If it needs to be encapsulated, then it should be in the pythonx.y
packages shipping the interpreters, even if it does mean to duplicate these
scripts up to two times.

My hope was that most of the code for pycompile would end up in py_compile.py,
and the pycompile script would rely on that.  But that didn't happen.
Depending on the complexity of the resulting pycompile, it could be inlined in
maintainer scripts, but it doesn't have to be.
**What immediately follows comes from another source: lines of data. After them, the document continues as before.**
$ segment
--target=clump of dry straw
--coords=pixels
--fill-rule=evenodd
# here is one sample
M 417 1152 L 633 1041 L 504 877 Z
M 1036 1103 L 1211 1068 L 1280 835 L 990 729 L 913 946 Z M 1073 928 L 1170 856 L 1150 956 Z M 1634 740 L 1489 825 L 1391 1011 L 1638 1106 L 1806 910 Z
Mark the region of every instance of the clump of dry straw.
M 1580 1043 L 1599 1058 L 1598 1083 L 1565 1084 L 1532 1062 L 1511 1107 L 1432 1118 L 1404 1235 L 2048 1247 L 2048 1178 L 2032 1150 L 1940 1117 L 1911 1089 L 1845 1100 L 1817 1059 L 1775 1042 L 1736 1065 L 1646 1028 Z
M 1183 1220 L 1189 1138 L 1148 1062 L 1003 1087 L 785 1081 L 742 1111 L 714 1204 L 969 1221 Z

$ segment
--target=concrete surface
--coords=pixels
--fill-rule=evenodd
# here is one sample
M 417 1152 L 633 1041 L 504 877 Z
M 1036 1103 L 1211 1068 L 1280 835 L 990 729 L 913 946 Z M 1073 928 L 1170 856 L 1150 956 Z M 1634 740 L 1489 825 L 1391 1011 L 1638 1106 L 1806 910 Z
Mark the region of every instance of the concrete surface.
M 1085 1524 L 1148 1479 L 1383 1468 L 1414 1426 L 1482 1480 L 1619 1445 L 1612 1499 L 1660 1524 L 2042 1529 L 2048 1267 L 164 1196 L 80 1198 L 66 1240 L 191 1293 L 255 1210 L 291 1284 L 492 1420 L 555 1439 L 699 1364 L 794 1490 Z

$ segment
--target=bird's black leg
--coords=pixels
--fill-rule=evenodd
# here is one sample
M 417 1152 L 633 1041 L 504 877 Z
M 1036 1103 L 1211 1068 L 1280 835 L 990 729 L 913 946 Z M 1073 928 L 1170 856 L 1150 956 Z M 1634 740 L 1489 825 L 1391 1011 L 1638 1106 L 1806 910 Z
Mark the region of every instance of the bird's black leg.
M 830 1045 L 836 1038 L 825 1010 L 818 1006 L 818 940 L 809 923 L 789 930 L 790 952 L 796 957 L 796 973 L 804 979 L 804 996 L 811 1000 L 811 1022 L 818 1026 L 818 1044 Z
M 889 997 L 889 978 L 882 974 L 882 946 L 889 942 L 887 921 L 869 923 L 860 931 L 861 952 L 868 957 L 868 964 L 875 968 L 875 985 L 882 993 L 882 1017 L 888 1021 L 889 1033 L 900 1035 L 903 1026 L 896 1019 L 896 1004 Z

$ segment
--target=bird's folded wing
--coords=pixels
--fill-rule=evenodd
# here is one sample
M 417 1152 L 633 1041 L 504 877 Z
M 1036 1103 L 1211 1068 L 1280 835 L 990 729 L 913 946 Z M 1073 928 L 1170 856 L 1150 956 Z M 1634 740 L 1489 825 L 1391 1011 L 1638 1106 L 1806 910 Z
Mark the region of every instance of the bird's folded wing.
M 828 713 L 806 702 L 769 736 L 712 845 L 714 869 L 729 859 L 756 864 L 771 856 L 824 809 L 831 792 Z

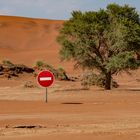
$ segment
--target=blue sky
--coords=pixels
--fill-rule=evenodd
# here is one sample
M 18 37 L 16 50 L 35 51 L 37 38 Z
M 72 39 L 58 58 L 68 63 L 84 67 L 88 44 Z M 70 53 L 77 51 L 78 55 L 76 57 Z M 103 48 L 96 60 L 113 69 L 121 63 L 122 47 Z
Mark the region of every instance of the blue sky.
M 68 19 L 73 10 L 98 10 L 109 3 L 129 4 L 140 13 L 140 0 L 0 0 L 0 15 Z

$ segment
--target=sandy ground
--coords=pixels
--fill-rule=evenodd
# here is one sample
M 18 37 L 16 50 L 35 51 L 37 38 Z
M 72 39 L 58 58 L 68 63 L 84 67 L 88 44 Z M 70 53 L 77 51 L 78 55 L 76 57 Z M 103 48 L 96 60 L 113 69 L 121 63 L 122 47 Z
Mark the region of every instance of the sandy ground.
M 44 88 L 0 88 L 0 140 L 140 139 L 138 87 L 82 90 L 56 81 L 48 91 L 46 103 Z
M 78 75 L 73 63 L 59 59 L 56 37 L 63 22 L 0 16 L 0 60 L 29 66 L 45 60 Z M 112 91 L 55 81 L 48 103 L 44 88 L 24 88 L 26 81 L 36 83 L 31 75 L 0 78 L 0 140 L 140 140 L 139 74 L 114 76 L 120 87 Z

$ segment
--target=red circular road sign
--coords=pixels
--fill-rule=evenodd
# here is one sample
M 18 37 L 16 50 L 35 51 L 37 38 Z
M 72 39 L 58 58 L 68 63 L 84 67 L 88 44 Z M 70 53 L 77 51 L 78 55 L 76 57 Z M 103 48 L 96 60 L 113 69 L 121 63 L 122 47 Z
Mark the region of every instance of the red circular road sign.
M 50 71 L 41 71 L 38 74 L 38 83 L 43 87 L 49 87 L 54 81 L 54 76 Z

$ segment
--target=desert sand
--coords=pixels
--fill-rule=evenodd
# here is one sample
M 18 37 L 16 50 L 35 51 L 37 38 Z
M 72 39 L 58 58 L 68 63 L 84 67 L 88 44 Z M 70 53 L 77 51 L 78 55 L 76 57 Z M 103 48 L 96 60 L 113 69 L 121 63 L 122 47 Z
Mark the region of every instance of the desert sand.
M 56 37 L 64 21 L 0 16 L 0 60 L 33 66 L 37 60 L 72 70 L 61 62 Z
M 32 66 L 44 60 L 78 76 L 72 62 L 61 62 L 56 36 L 64 21 L 0 17 L 0 59 Z M 139 140 L 140 70 L 114 76 L 119 88 L 105 91 L 80 82 L 55 81 L 45 89 L 25 88 L 36 79 L 24 74 L 0 78 L 0 140 Z

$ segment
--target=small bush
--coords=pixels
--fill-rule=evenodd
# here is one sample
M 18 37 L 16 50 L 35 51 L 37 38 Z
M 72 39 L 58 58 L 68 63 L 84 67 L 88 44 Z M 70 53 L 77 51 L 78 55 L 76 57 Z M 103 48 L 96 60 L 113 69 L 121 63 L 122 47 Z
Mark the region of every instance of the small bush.
M 48 65 L 47 63 L 43 61 L 37 61 L 35 63 L 36 70 L 49 70 L 53 73 L 54 77 L 59 80 L 69 80 L 68 76 L 66 75 L 66 71 L 59 67 L 58 69 L 53 68 L 51 65 Z M 36 75 L 36 74 L 35 74 Z
M 38 70 L 49 70 L 49 71 L 51 71 L 51 72 L 53 72 L 54 71 L 54 68 L 52 67 L 52 66 L 50 66 L 50 65 L 48 65 L 47 63 L 45 63 L 45 62 L 43 62 L 43 61 L 37 61 L 36 63 L 35 63 L 35 67 L 38 69 Z
M 14 66 L 14 64 L 9 60 L 3 60 L 2 64 L 5 65 L 5 66 L 8 66 L 8 67 L 13 67 Z
M 83 74 L 81 78 L 81 85 L 85 88 L 89 88 L 92 85 L 96 85 L 99 87 L 105 87 L 105 76 L 103 74 L 97 75 L 93 72 L 89 72 L 86 74 Z M 112 87 L 117 88 L 119 85 L 117 82 L 112 80 Z
M 36 88 L 37 86 L 32 81 L 27 81 L 24 83 L 25 88 Z
M 58 72 L 58 79 L 69 80 L 68 76 L 66 75 L 66 71 L 62 67 L 59 67 L 57 69 L 57 72 Z
M 42 62 L 42 61 L 37 61 L 36 63 L 35 63 L 35 66 L 38 68 L 38 69 L 40 69 L 40 68 L 42 68 L 42 67 L 44 67 L 44 62 Z

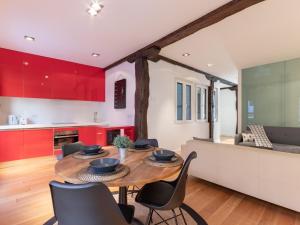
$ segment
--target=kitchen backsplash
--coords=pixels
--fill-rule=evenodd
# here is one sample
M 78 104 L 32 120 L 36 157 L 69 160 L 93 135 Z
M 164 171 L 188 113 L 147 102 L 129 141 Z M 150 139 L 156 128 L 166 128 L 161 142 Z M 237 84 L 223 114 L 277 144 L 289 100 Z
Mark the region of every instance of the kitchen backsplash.
M 25 117 L 29 123 L 101 122 L 100 102 L 0 97 L 0 124 L 7 124 L 8 115 Z

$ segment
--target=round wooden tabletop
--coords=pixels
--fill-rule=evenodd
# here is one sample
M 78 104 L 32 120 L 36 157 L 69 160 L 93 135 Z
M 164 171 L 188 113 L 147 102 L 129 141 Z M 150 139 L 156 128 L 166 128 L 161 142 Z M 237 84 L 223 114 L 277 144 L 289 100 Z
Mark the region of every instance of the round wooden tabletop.
M 119 159 L 118 150 L 114 147 L 106 147 L 109 151 L 106 158 Z M 130 168 L 130 173 L 120 179 L 105 182 L 109 187 L 125 187 L 133 185 L 144 185 L 147 183 L 167 179 L 181 169 L 181 166 L 175 167 L 155 167 L 144 163 L 144 158 L 152 154 L 152 152 L 127 152 L 126 158 L 122 164 Z M 80 184 L 83 183 L 77 178 L 77 174 L 83 168 L 87 168 L 89 163 L 94 159 L 77 159 L 69 155 L 58 161 L 55 165 L 56 175 L 62 177 L 65 181 Z

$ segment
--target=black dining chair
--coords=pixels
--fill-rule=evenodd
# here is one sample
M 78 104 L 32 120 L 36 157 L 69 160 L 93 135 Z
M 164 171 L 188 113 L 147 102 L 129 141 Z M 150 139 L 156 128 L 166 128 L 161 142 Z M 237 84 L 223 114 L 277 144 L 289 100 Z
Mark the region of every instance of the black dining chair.
M 158 148 L 158 141 L 157 139 L 137 139 L 135 141 L 135 143 L 143 143 L 143 144 L 147 144 L 147 145 L 150 145 L 152 147 L 156 147 Z
M 68 155 L 71 155 L 75 152 L 79 152 L 82 149 L 83 143 L 82 142 L 76 142 L 71 144 L 65 144 L 62 146 L 62 157 L 66 157 Z
M 147 225 L 151 223 L 153 212 L 155 212 L 162 219 L 162 222 L 166 222 L 168 220 L 162 218 L 162 216 L 156 210 L 171 210 L 173 212 L 176 224 L 178 224 L 178 216 L 182 216 L 184 223 L 187 224 L 180 206 L 183 204 L 185 197 L 188 169 L 191 161 L 195 158 L 197 158 L 197 153 L 191 152 L 184 162 L 184 165 L 176 180 L 171 182 L 158 181 L 146 184 L 138 192 L 135 198 L 136 202 L 149 208 L 149 214 L 146 222 Z M 179 208 L 179 215 L 176 215 L 176 208 Z
M 50 182 L 54 217 L 44 225 L 128 225 L 134 207 L 118 205 L 102 183 Z

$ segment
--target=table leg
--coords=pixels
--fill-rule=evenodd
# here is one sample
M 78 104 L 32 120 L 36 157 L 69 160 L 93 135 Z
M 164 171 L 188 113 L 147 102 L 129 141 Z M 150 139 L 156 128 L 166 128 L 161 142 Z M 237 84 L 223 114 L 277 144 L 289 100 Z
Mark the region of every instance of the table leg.
M 119 187 L 119 204 L 127 205 L 127 187 Z

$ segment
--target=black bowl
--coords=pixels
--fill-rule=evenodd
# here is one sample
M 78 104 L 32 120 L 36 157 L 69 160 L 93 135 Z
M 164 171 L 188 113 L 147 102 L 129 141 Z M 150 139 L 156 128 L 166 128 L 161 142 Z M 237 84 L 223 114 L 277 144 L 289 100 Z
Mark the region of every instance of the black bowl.
M 120 160 L 114 158 L 96 159 L 90 162 L 90 167 L 94 173 L 110 173 L 116 170 Z
M 175 156 L 175 152 L 166 149 L 154 151 L 152 154 L 157 161 L 171 161 Z
M 145 149 L 148 148 L 148 143 L 145 140 L 137 140 L 134 142 L 134 148 Z
M 96 154 L 101 150 L 101 146 L 100 145 L 84 145 L 81 147 L 81 150 L 85 153 L 85 154 Z

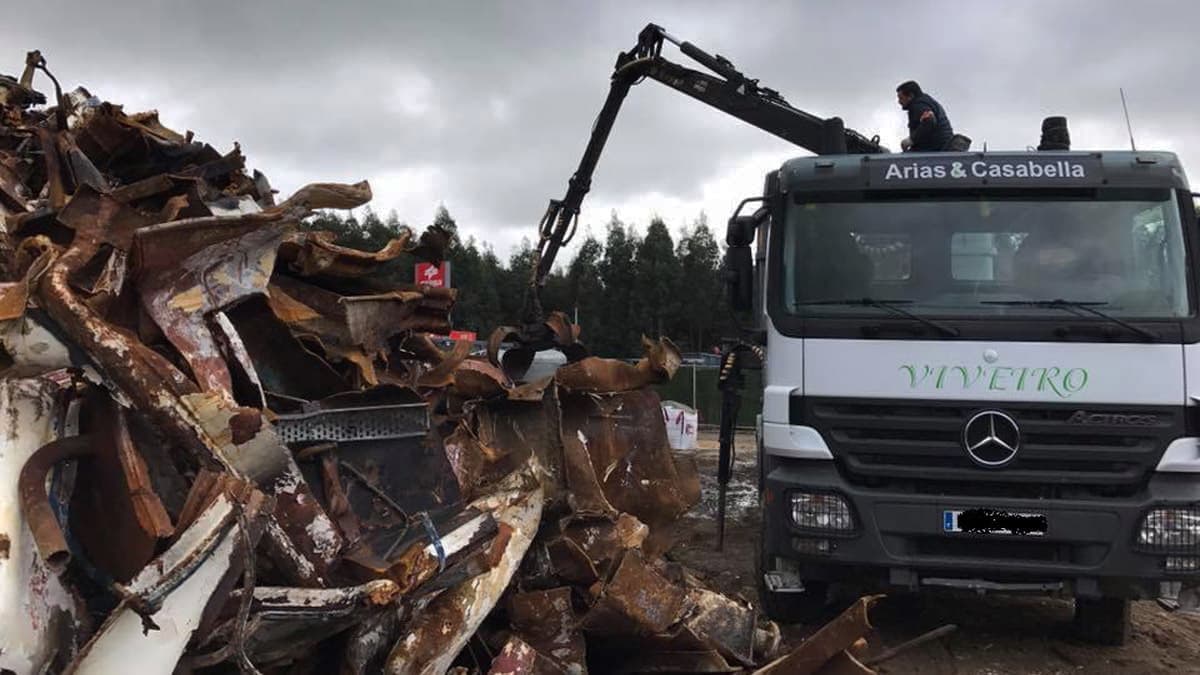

> For my part, I'm having a hard time understanding why any of the proposed 
> changes here are warranted.  Yes, there are corner cases where the current 
> maintainer scripts will fail, but the "real-world failures" included in 
> Jakub's original mail seem to reduce to bug #680930 (which I think it was 
> reasonable to fix by changing the interpreter package's linkage) and bug 
> #671711 (which is an obviously unacceptable bug in dpkg that needs to be 
> fixed).  The other bugs, such as bug #706758, seem to map to these
> directly (i.e., it's fixable by applying the same change for bug #680930 to
> the python2.6 package in wheezy - currently this fix has only been applied
> for python2.7); and I don't think that any problem that requires a command
> like this in a minimal reproducer case:
> 
> # dpkg --force-depends -r libssl0.9.8
> 
> ... should seriously be considered a high priority, and be allowed to 
> dictate the design of the interpreter handling.
> 
> Relying on packages to be usable when unpacked-but-not-configured is 
> fragile.  But I am not convinced that the proposed cures are not worse
> than the disease.
> 
> Certainly if we want to continue using pythonX.Y from maintainer scripts
> the way we do currently, great care would need to be taken to ensure
> they're usable when unpacked - which means a committment to either not add
> new library dependencies to the interpreter or ensure new library deps are 
> listed in pre-depends instead of depends.  Yet I think this should be 
> entertained as an alternative to increasing the amount of code duplicated 
> across hundreds of maintainer scripts.

python2.7-minimal shouldn't get any more dependencies on libraries.  Now the
version in unstable depends on libc6, libgcc1, zlib1g.  The libgcc1 dependency
comes from a linker bug when built with -flto and is dropped once linked with
ld 2.23.x.  zlib is needed in the interpreter for the zip file support. From
what I can see, it would be hard to drop.  libc6 is interesting in that the
update to 2.17 causes #708831, which I now worked around by making libc6 a
pre-dependency. I don't think this is specific for python2.7-minimal, and will
be exposed by other packages as well, as long as some essential packages like
coreutils and perl are rebuilt against the new libc6.

Afaicr, adding trigger support in some helpers did introduce its own set of
upgrade issues, but this might be safe, if no helpers use triggers to generate
and update symlink farms.

I don't share the opinion on the severity of #709198, and how it should be
fixed, if we are going this route of keeping the python interpreter working
during upgrades.

The dependency of python2.7-minimal on libpython2.7-minimal looks safe to me,
I don't think it needs to be raised to a pre-dependency.